Because of the very independent way that Andy Rubin runs the division inside Google, Duarte gets relatively free rein in fashioning the look and feel of Android. He’s been trying to get Android designers to think outside of conventional UI patterns. “I ask my team to think about where we’re going to be five years from now,” he said. “We’re going to have screens everywhere. They’ll be able to recognize your faces and recognize sounds. But there will be all sorts of nuance.”

And he dismisses designs that try to graft real-world metaphors onto touchscreens (hence, apps like Apple’s Find Your Friends or Game Center, which mimic the feel of leather, paper or old poker tables wouldn’t really fly on Android.)
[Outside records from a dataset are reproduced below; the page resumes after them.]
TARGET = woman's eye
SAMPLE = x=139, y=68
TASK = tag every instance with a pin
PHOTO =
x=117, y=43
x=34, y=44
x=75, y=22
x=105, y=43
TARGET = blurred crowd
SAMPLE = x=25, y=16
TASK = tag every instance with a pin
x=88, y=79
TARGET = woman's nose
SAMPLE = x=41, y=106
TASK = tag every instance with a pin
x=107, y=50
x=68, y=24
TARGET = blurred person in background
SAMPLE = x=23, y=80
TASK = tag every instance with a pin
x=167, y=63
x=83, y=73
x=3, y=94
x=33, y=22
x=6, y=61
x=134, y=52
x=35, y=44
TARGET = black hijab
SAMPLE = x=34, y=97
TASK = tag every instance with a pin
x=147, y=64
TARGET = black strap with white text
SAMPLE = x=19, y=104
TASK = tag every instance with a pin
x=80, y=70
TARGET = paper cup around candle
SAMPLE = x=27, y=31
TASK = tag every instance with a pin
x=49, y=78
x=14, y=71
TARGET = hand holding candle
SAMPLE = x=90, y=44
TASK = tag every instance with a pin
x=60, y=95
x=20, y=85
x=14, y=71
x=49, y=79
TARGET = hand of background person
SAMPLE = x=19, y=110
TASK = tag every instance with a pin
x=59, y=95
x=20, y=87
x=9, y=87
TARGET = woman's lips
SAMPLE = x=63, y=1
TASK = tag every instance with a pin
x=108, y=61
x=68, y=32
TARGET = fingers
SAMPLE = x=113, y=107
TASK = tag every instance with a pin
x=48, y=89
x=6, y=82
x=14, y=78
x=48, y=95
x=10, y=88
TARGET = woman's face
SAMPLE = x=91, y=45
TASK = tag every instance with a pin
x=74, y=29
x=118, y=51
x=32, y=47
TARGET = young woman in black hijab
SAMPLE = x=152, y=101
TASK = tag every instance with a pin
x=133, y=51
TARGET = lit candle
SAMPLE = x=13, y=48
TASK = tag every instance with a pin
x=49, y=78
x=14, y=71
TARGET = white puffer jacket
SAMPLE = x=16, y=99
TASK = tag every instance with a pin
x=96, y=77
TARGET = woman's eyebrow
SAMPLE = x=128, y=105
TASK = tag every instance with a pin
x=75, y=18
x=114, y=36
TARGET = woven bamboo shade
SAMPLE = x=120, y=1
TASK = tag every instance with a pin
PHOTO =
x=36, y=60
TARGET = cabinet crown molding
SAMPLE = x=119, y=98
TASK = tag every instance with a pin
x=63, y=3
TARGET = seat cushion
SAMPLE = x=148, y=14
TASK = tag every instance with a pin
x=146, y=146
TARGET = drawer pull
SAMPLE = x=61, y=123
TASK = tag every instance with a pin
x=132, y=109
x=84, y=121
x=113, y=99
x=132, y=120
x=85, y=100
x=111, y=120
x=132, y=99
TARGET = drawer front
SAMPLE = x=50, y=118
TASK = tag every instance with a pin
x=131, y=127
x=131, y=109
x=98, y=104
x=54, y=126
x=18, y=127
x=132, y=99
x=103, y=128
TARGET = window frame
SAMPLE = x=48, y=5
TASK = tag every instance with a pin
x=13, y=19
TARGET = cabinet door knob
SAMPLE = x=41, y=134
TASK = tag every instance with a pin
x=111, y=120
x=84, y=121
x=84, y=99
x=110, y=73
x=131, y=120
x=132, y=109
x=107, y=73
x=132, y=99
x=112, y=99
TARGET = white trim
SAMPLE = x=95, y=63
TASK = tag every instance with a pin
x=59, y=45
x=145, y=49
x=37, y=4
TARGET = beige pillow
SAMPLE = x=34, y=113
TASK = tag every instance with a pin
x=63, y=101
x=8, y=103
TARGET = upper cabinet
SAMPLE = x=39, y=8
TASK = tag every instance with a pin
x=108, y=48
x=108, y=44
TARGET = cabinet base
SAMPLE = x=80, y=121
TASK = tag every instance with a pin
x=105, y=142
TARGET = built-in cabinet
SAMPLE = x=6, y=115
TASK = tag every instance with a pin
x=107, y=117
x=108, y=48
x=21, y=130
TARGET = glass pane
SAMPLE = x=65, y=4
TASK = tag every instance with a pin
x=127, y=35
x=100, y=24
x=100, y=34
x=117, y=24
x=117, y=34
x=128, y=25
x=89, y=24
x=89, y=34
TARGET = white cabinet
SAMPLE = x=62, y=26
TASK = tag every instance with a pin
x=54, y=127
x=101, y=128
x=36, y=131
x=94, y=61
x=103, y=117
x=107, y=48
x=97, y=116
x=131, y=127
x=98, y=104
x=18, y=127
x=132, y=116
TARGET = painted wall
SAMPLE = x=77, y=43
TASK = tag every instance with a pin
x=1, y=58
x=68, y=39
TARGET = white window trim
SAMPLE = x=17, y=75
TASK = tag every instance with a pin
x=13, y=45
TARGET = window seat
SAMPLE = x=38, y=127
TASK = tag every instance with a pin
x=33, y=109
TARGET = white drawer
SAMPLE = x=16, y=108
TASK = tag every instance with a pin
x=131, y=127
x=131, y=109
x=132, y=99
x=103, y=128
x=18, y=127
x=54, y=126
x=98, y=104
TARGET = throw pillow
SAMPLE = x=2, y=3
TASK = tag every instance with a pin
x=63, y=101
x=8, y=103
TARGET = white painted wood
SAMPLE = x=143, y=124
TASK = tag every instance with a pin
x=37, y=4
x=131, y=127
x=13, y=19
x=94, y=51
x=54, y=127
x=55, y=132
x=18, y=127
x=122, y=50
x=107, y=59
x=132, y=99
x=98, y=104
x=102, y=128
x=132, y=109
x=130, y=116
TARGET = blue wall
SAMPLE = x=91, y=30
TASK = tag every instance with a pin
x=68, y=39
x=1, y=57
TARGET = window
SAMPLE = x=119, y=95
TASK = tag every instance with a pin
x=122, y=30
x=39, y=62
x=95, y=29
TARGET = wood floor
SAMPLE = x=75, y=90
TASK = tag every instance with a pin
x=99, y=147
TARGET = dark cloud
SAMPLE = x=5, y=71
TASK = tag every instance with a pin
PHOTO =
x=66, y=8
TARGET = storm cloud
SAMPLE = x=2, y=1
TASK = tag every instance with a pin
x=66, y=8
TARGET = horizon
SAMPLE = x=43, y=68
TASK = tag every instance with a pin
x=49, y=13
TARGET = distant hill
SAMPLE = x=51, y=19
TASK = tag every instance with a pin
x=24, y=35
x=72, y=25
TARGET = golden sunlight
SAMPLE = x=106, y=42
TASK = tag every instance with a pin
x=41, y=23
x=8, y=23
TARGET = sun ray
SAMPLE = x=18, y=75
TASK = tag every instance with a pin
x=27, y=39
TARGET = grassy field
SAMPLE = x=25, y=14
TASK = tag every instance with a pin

“We gave people the canvas of the screen,” Duarte said. “It’s a machine that can become anything. And yet, there are designers who have built a whole bunch of buttons, knobs and switches that are virtual representations of things in the real world.”
On managing designers
What Duarte likes to do is get designers writing one-pagers describing a problem, an opportunity and what it would mean to solve it. It might be easy to think up a solution immediately, but that isn’t the point, Duarte says.
“All product development is about exploration. If you knew where you were going, someone would have beat you to it,” he said. “If the proposal at the end of your iterative design process is the same as your proposal, it was too obvious.”
He also encourages his designers to use paper. “I’m a huge believer in paper over digital,” he said. “It’s just so much more flexible. We can put everything on the wall.”
To find inspiration, he’s taken teams on field trips with U.K.-based Android designers visiting a Mini factory and Mountain View-based ones going to the Dieter Rams exhibit at the SF Museum of Modern Art.
He also knows the challenge of getting designers away from butting heads with product or engineering. “It’s very easy for teams to enter into an us-versus-them mentality,” he said. “But it’s important not to disregard others’ fields of expertise. There might be good reasons why there might be things that can’t be done. As a designer, you might not know about network latencies and their limitations.”
“One of the things that is absolutely essential is to make everybody realize that everyone else on the team is a user too,” he said. “Everybody will have an opinion about what a features should be included.”

Duarte was a little hesitant to name any design influences, especially in the field of computer science. He instead pointed to leaders in other industries like Pixar’s chief creative officer and Toy Story director John Lasseter.

“I’m really influenced by craftsmen who are artists that really understood the technical aspects of their medium,” he said. “They understood how to leverage that for emotion.”